What Makes Interviews The Differentiating Factor?

Did you know that the interview is the biggest drive of a candidate’s overall satisfaction? And what about 65% of candidates who have a bad interview experience question whether they want the job at all? That is over half of our candidates! Half of the potential talent that could lead to a hire! 

Did I catch your attention?

AHH, I see you taking out your pen and paper now. 

man opening a notepad to write in

What Goes Wrong In Interviews Then?


Subjective interviewing

How do you or your company tend to interview? Do you make questions in advance and ask all candidates the same or just make up on the spot? Unstructured interviews have been found to predict less than 25% of job performance. Not only does it reinforce biases and unjust decision making towards applicants, but also increase the risk of hiring the wrong candidate. Yet, it is still the preferred approach to many.

In an unstructured interview, an impression is made in the first 4-20 seconds. This sets the course for the rest of the interview. Once an assumption is made, questions will be chosen that will help affirm your beliefs about the candidate. Therefore, the focus of an interview varies every time. This is not a reliable strategy.  

Rounds of interview

Google found that four interviews were enough to predict if an individual should be hired with 86% confidence. After the fourth interview, every additional interview adds no more than 1% confidence. This magic number does not only benefit the speed of decision making for managers, but also the candidate’s experience. Both sides win! Research found that 55% of candidates feel that an unnecessary long recruitment process adds to a negative candidate experience. Hence, keep it to a maximum of 4 interviews. 

What can you do to improve this? Here are 6 tips on how to help leave a positive impression on candidates during the interview process:

1.Willingness to action

This is crucial. Note to recruiters: make sure our clients understand the importance of candidate treatment, and the reason for change and want to take action.

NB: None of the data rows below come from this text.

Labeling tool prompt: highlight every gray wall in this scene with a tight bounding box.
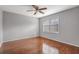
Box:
[0,10,3,47]
[3,12,39,42]
[40,7,79,46]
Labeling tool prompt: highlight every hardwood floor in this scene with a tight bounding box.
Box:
[2,37,79,54]
[2,37,42,54]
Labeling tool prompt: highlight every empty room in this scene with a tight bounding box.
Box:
[0,5,79,54]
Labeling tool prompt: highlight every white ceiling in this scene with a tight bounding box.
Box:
[0,5,77,18]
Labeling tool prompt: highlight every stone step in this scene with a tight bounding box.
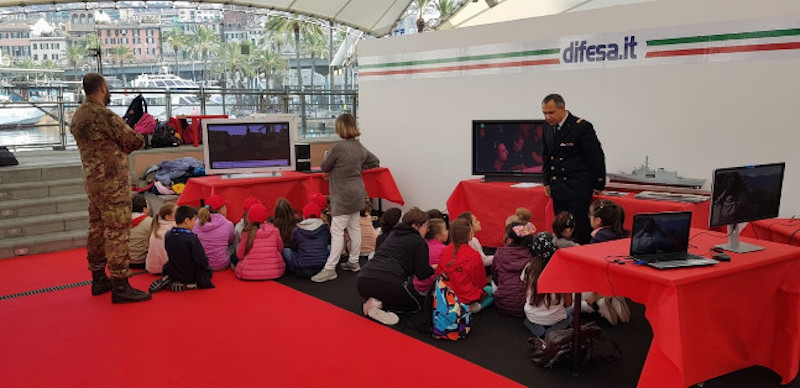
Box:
[0,194,89,220]
[0,162,83,184]
[0,177,84,201]
[0,229,89,259]
[0,210,89,241]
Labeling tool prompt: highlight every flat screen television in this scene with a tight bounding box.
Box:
[472,120,546,182]
[708,163,786,253]
[202,114,297,178]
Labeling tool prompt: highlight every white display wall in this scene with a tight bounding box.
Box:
[358,0,800,217]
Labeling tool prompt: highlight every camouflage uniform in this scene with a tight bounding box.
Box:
[70,100,144,279]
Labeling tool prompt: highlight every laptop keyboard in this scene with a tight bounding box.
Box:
[637,252,708,263]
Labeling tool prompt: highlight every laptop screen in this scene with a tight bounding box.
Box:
[631,212,692,256]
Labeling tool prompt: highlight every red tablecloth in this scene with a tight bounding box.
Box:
[447,179,709,247]
[741,218,800,246]
[178,167,403,222]
[539,229,800,388]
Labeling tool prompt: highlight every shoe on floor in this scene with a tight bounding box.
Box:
[169,282,197,292]
[609,297,631,323]
[597,298,617,326]
[339,261,361,272]
[469,302,483,314]
[311,269,339,283]
[364,298,383,315]
[367,309,400,326]
[148,275,172,294]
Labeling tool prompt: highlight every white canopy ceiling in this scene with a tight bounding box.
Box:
[0,0,412,36]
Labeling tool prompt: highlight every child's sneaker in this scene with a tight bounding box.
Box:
[169,282,197,292]
[311,269,339,283]
[367,309,400,326]
[148,275,172,294]
[339,261,361,272]
[597,298,617,326]
[609,297,631,323]
[364,298,383,315]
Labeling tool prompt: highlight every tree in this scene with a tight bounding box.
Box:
[414,0,431,33]
[433,0,456,23]
[191,26,220,81]
[163,27,189,74]
[303,34,329,90]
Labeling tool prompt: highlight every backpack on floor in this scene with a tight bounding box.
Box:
[433,274,472,341]
[122,94,147,128]
[150,122,181,148]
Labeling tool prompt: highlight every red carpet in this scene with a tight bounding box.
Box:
[0,250,518,387]
[0,248,92,296]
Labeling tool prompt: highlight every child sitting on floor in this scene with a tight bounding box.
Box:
[283,201,331,278]
[456,212,494,267]
[436,216,494,313]
[236,204,286,280]
[414,218,450,295]
[150,205,214,294]
[553,211,580,248]
[128,193,153,269]
[194,194,235,271]
[492,222,536,317]
[145,202,177,275]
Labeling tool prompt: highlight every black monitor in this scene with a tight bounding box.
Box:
[472,120,545,182]
[709,163,786,253]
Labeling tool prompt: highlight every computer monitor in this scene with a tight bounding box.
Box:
[202,114,297,178]
[472,120,545,182]
[709,163,786,253]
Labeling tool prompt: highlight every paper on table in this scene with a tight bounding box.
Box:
[511,182,542,189]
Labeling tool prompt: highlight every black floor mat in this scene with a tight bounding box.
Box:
[278,260,800,388]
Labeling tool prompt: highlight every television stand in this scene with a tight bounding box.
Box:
[222,171,282,179]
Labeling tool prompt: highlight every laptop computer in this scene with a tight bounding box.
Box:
[630,212,717,269]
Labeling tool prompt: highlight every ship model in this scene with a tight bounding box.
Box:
[607,156,706,189]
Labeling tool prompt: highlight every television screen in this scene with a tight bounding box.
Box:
[472,120,545,180]
[709,163,786,226]
[202,115,296,174]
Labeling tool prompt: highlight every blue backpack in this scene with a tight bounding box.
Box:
[433,274,472,341]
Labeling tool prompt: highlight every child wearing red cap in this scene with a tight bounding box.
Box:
[192,194,235,271]
[231,197,264,267]
[235,204,286,280]
[283,202,331,278]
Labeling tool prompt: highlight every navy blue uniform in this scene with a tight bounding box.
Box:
[542,112,606,244]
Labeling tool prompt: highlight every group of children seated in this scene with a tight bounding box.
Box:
[129,192,630,337]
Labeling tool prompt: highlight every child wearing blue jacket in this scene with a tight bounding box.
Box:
[283,202,331,278]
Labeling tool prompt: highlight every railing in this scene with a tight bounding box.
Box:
[0,87,358,150]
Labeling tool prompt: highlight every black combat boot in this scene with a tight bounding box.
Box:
[111,278,152,303]
[92,270,111,295]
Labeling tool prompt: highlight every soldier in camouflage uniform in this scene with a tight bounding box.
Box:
[70,73,150,303]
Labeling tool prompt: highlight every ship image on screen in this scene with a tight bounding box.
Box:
[208,122,291,169]
[472,120,545,180]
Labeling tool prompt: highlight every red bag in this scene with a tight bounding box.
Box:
[133,112,156,135]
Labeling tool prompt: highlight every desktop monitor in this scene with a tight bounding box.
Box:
[472,120,545,182]
[709,163,786,253]
[202,114,297,177]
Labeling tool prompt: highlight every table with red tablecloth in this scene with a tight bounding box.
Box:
[178,167,403,222]
[538,229,800,388]
[741,218,800,246]
[447,179,709,247]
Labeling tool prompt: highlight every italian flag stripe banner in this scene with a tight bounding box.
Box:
[358,15,800,82]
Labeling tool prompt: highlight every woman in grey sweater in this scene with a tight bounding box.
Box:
[311,113,380,283]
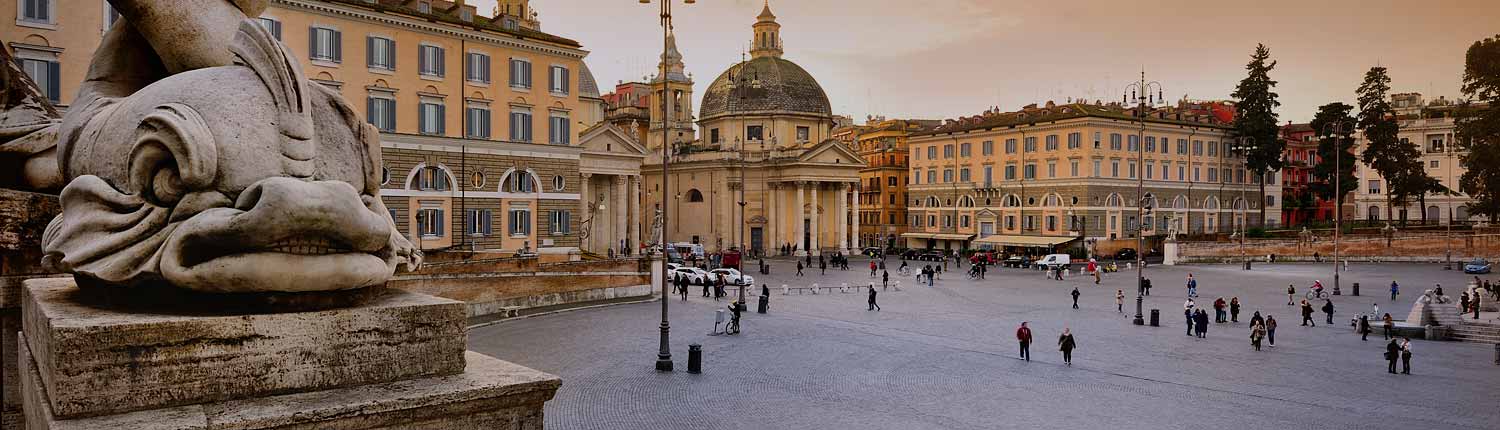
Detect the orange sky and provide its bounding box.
[486,0,1500,121]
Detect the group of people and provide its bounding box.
[1016,321,1079,366]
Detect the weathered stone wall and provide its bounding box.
[390,258,653,318]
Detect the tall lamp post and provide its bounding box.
[1319,120,1356,298]
[1230,136,1260,270]
[641,0,698,372]
[1121,70,1164,325]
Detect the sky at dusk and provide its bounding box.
[471,0,1500,121]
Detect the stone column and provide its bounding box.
[579,174,600,252]
[791,181,807,256]
[834,183,849,255]
[852,183,864,252]
[627,175,641,255]
[809,183,824,255]
[609,175,630,253]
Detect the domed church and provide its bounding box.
[636,1,864,256]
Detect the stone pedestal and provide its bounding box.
[18,279,560,429]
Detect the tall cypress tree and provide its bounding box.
[1230,43,1286,229]
[1457,34,1500,222]
[1310,102,1359,217]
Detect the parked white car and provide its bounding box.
[708,268,755,285]
[672,267,708,285]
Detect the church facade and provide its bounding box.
[617,6,864,255]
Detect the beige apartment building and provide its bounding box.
[902,102,1281,249]
[0,0,626,255]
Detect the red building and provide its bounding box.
[1281,123,1334,226]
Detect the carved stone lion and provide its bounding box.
[44,0,422,292]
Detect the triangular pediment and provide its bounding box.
[578,123,647,157]
[797,139,864,166]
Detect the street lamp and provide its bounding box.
[1121,70,1166,325]
[1319,120,1356,298]
[1230,136,1260,270]
[641,0,698,372]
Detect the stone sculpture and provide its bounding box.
[44,0,422,292]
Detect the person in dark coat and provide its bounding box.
[1386,339,1401,375]
[1016,321,1032,361]
[1058,327,1079,366]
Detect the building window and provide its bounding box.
[417,45,446,78]
[510,58,531,90]
[464,52,489,84]
[548,66,569,94]
[256,16,281,40]
[417,208,443,237]
[308,27,344,63]
[510,108,531,142]
[551,211,573,234]
[365,36,396,70]
[464,210,491,235]
[464,102,489,139]
[365,91,396,132]
[20,0,56,24]
[509,207,531,237]
[417,97,447,135]
[18,58,63,103]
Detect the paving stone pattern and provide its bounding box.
[470,259,1500,429]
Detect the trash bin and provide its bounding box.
[687,343,704,373]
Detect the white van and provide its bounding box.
[1037,253,1073,270]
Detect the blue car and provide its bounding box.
[1464,258,1490,274]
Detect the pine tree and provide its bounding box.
[1457,34,1500,222]
[1230,43,1286,229]
[1310,102,1359,214]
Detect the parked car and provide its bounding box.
[1464,258,1490,274]
[708,268,755,285]
[674,267,708,285]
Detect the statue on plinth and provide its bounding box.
[42,0,422,292]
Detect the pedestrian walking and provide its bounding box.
[1250,324,1266,351]
[1016,321,1031,361]
[1058,327,1079,366]
[1380,312,1397,340]
[1401,337,1412,375]
[1266,315,1277,348]
[1386,339,1401,375]
[1323,298,1334,325]
[1359,315,1370,340]
[1302,300,1317,327]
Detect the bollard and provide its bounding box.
[687,343,704,375]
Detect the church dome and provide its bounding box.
[698,55,833,120]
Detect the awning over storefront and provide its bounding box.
[902,232,974,240]
[974,234,1079,247]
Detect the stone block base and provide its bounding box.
[21,342,561,430]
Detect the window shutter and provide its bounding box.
[329,30,344,63]
[47,61,63,103]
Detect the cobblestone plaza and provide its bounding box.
[470,258,1500,429]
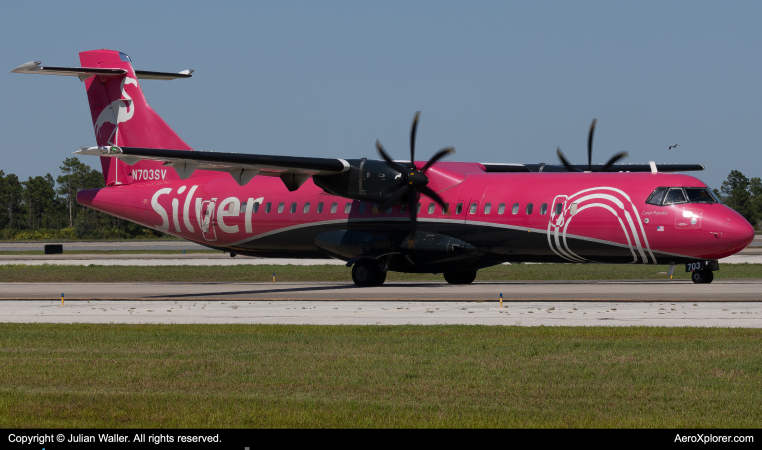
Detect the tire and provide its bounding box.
[460,270,476,284]
[352,259,378,287]
[444,270,476,284]
[691,270,714,284]
[374,271,386,286]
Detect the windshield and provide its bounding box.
[685,188,714,203]
[646,187,722,206]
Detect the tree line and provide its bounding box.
[0,157,762,240]
[0,157,163,240]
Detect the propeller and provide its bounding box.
[376,111,455,248]
[556,119,630,172]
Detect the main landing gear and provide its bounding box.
[352,259,386,287]
[691,270,714,283]
[444,270,476,284]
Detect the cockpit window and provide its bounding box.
[685,188,714,203]
[644,188,667,207]
[646,187,720,206]
[664,188,687,205]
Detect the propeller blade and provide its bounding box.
[587,119,598,172]
[376,140,407,174]
[556,147,578,172]
[378,184,409,211]
[601,152,630,172]
[418,186,446,208]
[421,147,455,173]
[407,191,418,248]
[410,111,421,169]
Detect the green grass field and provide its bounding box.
[0,324,762,428]
[0,264,762,283]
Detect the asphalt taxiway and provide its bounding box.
[0,280,762,328]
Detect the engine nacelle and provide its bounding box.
[312,159,405,203]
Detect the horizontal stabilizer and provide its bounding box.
[11,61,193,81]
[482,163,704,173]
[75,146,349,191]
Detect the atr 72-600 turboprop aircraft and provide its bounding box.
[13,50,754,286]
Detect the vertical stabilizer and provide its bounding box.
[79,50,192,186]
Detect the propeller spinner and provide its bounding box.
[556,119,630,172]
[376,111,455,248]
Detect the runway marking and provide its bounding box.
[0,293,762,303]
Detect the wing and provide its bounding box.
[11,61,193,81]
[74,147,350,191]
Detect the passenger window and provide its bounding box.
[664,188,687,205]
[646,187,667,206]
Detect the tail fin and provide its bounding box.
[79,50,192,186]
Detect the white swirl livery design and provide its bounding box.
[548,186,656,264]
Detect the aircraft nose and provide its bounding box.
[724,210,754,251]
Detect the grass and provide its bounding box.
[0,264,762,283]
[0,324,762,428]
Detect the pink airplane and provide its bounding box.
[13,50,754,286]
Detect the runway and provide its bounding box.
[0,236,762,266]
[0,248,762,266]
[0,280,762,328]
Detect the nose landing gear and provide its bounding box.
[444,270,476,284]
[352,258,386,287]
[691,270,714,283]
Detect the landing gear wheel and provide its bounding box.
[444,270,476,284]
[691,270,714,284]
[352,259,378,287]
[374,270,386,286]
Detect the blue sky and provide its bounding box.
[0,0,762,187]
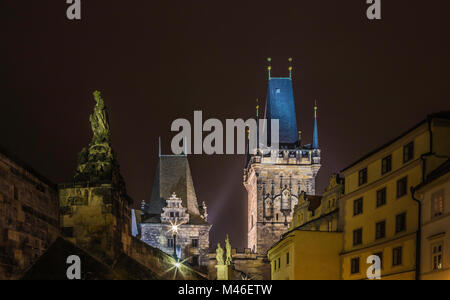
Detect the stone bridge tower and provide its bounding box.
[244,60,321,256]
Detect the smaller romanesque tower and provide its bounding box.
[139,147,211,267]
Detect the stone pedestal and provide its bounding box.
[216,265,233,280]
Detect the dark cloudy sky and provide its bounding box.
[0,0,450,247]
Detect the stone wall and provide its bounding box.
[59,184,131,264]
[129,238,205,280]
[0,153,58,279]
[208,249,270,280]
[140,223,211,267]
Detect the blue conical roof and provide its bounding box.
[265,77,298,145]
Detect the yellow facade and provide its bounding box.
[268,230,342,280]
[339,116,450,280]
[268,175,343,280]
[414,160,450,280]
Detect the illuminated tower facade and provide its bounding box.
[244,60,321,256]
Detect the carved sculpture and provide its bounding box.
[225,234,232,266]
[216,243,225,266]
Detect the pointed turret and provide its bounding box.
[313,102,319,149]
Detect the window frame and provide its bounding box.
[373,251,384,270]
[392,246,403,267]
[353,228,363,247]
[375,187,387,208]
[358,167,369,186]
[375,220,386,241]
[353,197,364,217]
[431,189,445,219]
[403,141,414,164]
[395,212,408,234]
[431,241,445,272]
[397,176,408,199]
[381,154,392,175]
[350,256,361,275]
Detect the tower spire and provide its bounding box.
[267,57,272,80]
[158,137,161,157]
[313,101,319,149]
[288,57,293,79]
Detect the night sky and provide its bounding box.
[0,0,450,248]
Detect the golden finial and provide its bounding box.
[288,57,293,78]
[256,98,259,118]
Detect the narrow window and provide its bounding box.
[392,247,402,266]
[351,257,359,274]
[432,243,443,271]
[403,142,414,163]
[353,198,363,216]
[397,177,408,198]
[191,255,198,266]
[375,221,386,240]
[14,186,19,200]
[353,228,362,246]
[358,168,367,186]
[395,213,406,233]
[377,188,386,207]
[374,252,383,268]
[381,155,392,175]
[431,190,444,218]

2.Create a more structured interview

It will reduce the possibility of biases and give all candidates an equal chance to prove themselves. Research has long shown that structured interviews predict better job performance. It also reduces the time of decision making because you know what you are looking for. You might not be aware, as it is not an instant gratification, but will help you in the long run. It is worth the wait. Creating questions that will be asked to each applicant will be a simple way to create an advantage to your company and make candidates happier. 

3.Focus on behavioral questions

Hiring managers tend to base their reasoning for a candidate solely on “gut feel”. This kind of question helps assess whether you have the necessary skills for the job based on past experiences. The result is reflecting past behaviors and predicting future tendencies.  An example of this would be the STAR technique in which you ask the candidate to explain a certain situation they were once in and how they dealt with it. For instance: Can you give me an example of a time where you had an approaching but your team was not being proactive?  

4. Train interviewers – as explained above.

Everyone is prone to subjective thinking and interviewing in an unstructured fashion. Training interviewers to be more aware of their tendencies and remain neutral is essential for good hires. 

5. Involve applicants

Ask candidates for feedback. It is crazy how underrated this is. 78% of applicants report never being asked for feedback on their experience. This will give you insight into what experience you are currently giving your candidates and where change is needed. This could give your company an advantage! Ask yourself: How do I know if our candidates are receiving the right experience? What am I doing about it? 

6. Check Glassdoor frequently

What are your applicants saying about you?

What do I do with these tips now? How do I start? Well, here is some final food for thought: 

  • How do you know if your candidates are receiving the right experience? 
  • What are you doing about it? 
  • What are your candidates saying about you?

Remember, our candidates are also customers, and should be treated equally. They evaluate us as much as we evaluate them. Everyone has equal strength in this tug of war.